What's the difference between Shakespeare and Dan Brown? According to a study in the New Journal of Physics, part of the difference lies in the number and frequency of the words they use. By analyzing the works of Herman Melville, Thomas Hardy, and D. H. Lawrence, researchers argued, according to the BBC, that "counting the number of unique words as a particular author's works get longer and longer" can be used to construct a "unique word" curve which functions as a "linguistic fingerprint." Really? While some folks call it a breakthrough, others are skeptical. Even if this is true, they ask, what's the purpose of a complicated equation to confirm what humans already knew? Here's the debate:

  • 'Bold Idea,' Difficult to Prove  Chris of The Lousy Linguist latches onto the researchers' idea, growing out of the "fingerprint" notion, that "every person has their own unique meta book" of vocabulary and preferences from which everything he or she writes is drawn. "Unfortunately," says Chris, "it is ... almost entirely untestable. Keep in mind that this research had zero psycholinguistic component. They were just counting words on pages. I'd caution against drawing any conclusion about the human language system based solely on this work."
  • Bravo--The Computer Can Count  The Guardian's Nicholas Lezard questions the value of teaching a computer to do what "any reasonably well read person should be able to do"--namely, "tell whether a text is by Hardy, Melville, or Lawrence almost at a glance even if they haven't read it before." He points to the "inordinate frequency" of the word "fuck" in D. H. Lawrence's writings. In fact, he declares creating an "algorithim which helps us determine who wrote what" to be of a similar "category of futility as those scientific studies that claim to have determined the formula for female beauty or what makes a really good sandwich." Nor is Lezard impressed by the "meta book" idea, which he quotes to illustrate his point:
"This meta book is an imaginary infinite book which gives a representation of the word frequency characteristics of everything that a certain author could ever think of writing."

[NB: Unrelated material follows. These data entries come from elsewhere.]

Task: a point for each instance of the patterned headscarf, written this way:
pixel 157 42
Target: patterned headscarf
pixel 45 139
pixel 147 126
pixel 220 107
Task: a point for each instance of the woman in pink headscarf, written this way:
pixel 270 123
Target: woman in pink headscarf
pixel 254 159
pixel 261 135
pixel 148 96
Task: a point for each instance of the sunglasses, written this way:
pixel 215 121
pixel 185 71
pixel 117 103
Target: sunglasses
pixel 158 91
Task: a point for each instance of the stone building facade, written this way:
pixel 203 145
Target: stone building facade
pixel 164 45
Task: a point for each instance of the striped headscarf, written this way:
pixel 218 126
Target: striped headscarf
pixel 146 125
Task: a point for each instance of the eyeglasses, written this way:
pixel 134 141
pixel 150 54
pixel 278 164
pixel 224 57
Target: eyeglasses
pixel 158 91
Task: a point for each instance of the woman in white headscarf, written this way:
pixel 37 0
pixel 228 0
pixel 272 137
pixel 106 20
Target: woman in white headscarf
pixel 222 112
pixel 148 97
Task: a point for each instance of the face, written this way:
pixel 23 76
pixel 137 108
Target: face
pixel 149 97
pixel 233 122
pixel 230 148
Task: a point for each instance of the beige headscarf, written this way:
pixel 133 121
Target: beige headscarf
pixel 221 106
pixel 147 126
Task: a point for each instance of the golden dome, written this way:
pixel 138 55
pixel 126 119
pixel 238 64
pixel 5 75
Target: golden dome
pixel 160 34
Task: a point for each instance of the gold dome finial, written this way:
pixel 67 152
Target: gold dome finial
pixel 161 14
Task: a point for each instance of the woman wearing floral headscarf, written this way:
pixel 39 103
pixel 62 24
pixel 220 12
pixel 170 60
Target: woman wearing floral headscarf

When I first read that I thought it was rather nicely Borgesian. But then, when I thought about it a bit more, I realised the idea was meaningless garbage. And anyone who can write a phrase like "word frequency characteristics" without being in some way ashamed of himself is really better not writing anything at all, or having anything to do with other people's writing. I suggest they read more good books.

  • Don't Be So Quick to Dismiss  James Dacey at Physics World thinks the ire of "literary purists" may be misplaced. This isn't, he says, just " another example of uncouth physicists trying to impose rigid mathematical frameworks onto works of unquantifiable beauty." Instead, the study actually confirms the uniqueness of each author's art: "For 75 years, language analysts have assumed that all literature, regardless of author, follows the same statistical pattern when viewed as a whole." Now, these scientists are saying each author has his or her own pattern.
  • Agreed--Particularly If You're an Arrogant Guardian Writer  English professor Alan Jacobs would like to challenge the aforementioned Lezard to test his assertion that "any reasonably well read person" can distinguish between authors "almost at a glance." Forced to identify Charles Dickens among samples of Anthony Trollope, Jacobs thinks Lezard "might discover that styles are more elusive than he thinks. In this context I am reminded of wine tasting: experts pronounce with great confidence on the traits of various wines, but their judgments are highly inconsistent and their palates easily fooled."